Jika ditelisik kedalam realitas kehidupan umat, maka timbulnya “aliran-aliran” baru tidak semata-mata persoalan perusakan Aqidah, tapi melihat realitas kehidupan beragama yang dewasa ini mulai karut marut—kekerasan dengan metode “kambing hitam” agama, sublimasi praktek keagamaan yang elitis, menyebabkan agama tidak lagi berfungsi sebagaimana mestinya. Hingga tidaklah lacur ketika “aliran-aliran” baru bermunculan sebagai akibat dari proses karut-marut kehidupan beragama yang muncul dari rahim ketidak pastian nilai para elit-elit agama. Kadang nilai-nilai pragmatis selalu menyertai keshalehan dan tumpang tindih pun antara nilai-nilai trasenden dengan nilai-nilai profan menyebabkan praktek keagamaan kian larut pada ritualitas elitis. Dalam keadaan ini, aliran-aliran baru merupakan sebuah auto kritik terhadap penyimpangan praktek keagamaan ke arah ritualitas elitis. Karena protes tidak saja bersipat silent, tapi ada juga protes yang bersipat menifest. Dan kemunculan “aliran baru” dalam Islam adalah protes yang manifest serta ditujukan secara gradual bagi kemapanan yang cenderung dipraktekan dewasa ini.

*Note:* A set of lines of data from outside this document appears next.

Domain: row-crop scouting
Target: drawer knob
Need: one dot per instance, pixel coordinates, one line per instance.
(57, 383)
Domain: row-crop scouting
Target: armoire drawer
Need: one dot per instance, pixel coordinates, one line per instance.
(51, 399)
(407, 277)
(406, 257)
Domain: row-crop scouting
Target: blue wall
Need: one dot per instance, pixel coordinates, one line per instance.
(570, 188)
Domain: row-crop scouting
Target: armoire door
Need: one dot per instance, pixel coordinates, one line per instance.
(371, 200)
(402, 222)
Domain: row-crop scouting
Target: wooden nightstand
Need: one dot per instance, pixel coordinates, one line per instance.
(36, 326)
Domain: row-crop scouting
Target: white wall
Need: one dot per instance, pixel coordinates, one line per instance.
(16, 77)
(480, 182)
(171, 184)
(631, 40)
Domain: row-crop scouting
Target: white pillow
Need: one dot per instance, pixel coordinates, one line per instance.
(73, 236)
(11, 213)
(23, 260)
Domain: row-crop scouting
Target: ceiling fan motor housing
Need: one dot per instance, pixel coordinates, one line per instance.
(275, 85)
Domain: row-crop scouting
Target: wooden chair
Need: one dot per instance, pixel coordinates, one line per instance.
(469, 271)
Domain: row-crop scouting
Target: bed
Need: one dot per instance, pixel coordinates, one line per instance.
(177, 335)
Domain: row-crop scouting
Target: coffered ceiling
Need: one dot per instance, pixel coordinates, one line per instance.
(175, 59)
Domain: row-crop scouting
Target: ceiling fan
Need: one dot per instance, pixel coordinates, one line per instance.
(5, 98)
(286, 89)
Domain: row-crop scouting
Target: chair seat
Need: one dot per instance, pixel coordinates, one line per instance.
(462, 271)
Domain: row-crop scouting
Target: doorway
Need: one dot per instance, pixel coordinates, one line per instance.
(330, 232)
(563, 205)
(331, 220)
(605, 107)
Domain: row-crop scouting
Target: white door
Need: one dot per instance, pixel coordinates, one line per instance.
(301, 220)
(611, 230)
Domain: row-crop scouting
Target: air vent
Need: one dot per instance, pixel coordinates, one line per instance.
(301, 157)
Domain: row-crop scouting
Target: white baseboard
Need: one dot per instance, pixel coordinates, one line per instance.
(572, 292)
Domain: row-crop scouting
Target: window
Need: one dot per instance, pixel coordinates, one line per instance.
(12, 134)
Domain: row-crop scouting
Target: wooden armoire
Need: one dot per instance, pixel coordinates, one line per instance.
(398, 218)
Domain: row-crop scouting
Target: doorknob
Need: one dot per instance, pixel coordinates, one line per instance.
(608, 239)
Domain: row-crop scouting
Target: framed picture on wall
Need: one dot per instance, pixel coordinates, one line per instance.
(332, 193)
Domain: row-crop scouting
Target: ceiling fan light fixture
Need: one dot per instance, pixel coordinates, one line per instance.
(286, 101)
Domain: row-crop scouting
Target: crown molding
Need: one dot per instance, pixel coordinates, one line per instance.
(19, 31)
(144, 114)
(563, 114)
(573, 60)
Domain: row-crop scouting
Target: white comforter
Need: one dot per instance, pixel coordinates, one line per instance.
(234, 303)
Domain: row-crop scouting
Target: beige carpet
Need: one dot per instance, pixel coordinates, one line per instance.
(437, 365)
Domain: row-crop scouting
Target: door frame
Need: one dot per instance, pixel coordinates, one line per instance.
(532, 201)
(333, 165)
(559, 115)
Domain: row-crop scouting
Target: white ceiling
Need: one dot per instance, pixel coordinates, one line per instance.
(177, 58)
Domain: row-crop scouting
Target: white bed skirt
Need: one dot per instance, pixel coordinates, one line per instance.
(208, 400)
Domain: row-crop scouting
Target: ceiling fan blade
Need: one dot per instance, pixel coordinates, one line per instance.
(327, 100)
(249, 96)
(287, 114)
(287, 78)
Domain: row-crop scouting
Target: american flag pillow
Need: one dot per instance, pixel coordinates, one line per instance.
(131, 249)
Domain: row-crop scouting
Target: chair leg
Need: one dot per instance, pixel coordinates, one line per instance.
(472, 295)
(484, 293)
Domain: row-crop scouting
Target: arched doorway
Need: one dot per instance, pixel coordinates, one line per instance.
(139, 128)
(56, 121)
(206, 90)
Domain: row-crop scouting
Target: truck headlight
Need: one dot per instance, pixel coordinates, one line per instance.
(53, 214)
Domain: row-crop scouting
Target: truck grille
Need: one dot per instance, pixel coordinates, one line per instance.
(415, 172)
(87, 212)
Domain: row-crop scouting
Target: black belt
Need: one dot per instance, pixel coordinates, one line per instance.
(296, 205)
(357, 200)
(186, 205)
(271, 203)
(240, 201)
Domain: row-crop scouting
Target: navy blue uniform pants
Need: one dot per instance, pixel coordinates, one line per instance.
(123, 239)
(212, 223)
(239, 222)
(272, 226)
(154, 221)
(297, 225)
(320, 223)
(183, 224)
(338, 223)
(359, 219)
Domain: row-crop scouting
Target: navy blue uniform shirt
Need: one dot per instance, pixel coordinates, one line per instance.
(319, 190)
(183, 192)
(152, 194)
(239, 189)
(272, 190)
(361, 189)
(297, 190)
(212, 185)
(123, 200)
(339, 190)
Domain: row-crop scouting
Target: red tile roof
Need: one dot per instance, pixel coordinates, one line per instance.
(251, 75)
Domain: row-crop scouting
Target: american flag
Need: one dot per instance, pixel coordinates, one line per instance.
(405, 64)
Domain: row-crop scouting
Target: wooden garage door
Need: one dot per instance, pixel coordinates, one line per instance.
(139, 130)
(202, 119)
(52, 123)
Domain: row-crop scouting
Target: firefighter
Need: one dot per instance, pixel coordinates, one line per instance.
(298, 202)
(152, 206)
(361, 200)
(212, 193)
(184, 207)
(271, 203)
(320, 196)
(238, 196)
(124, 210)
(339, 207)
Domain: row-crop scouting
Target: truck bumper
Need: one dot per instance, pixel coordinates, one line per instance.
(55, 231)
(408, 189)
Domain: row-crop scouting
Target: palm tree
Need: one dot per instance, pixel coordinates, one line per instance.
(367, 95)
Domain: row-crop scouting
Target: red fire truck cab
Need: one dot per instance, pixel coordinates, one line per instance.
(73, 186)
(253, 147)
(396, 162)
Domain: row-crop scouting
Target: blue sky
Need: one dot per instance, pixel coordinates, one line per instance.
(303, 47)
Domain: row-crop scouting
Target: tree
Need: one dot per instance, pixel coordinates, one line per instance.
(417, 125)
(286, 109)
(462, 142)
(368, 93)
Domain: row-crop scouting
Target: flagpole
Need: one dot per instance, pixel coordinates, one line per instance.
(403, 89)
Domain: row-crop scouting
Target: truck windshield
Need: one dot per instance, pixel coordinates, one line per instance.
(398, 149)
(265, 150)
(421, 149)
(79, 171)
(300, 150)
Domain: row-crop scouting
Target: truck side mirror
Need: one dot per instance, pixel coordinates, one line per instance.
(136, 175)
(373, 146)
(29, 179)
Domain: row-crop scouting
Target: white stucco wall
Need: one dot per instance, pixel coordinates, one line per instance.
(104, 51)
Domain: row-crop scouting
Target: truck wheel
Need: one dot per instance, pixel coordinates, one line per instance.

Pecahkan secara demokratis

Tak ada manusia yang ingin terusik ketenangan keberagamaannya dengan hal-hal yang menyimpang. Namun juga tidak ada manusia yang rela dihakimi, karena mereka adalah kaum minoritas. Maka pergulatan antara minoritas vs mayoritas akan selalu membatu dan tidak ada ujungnya. Hingga negara pun melakukan tindakan secara legal-formil, dengan pendekatan hukum. Maka gerakan minoritas yang meresahkan akan selalu ditekan dan pada akhirnya diseretkan pada kanal yang sempit, kemudian berakhir ditiang gantungan mau pun penjara. Bukankah penyimpangan jika ditekan akan semangkin terhujam dan akan berakar dengan kuat? Negara akan direpotkan secara permanent dengan perilaku penyimpangan yang pada dasarnya adalah sebuah gerakan silent opposition untuk kemapanan. Dia akan terus bermutasi, dan pada titik klimaksnya akan mengalahkan legitimasi negara lewat proses yang tidak diduga-duga.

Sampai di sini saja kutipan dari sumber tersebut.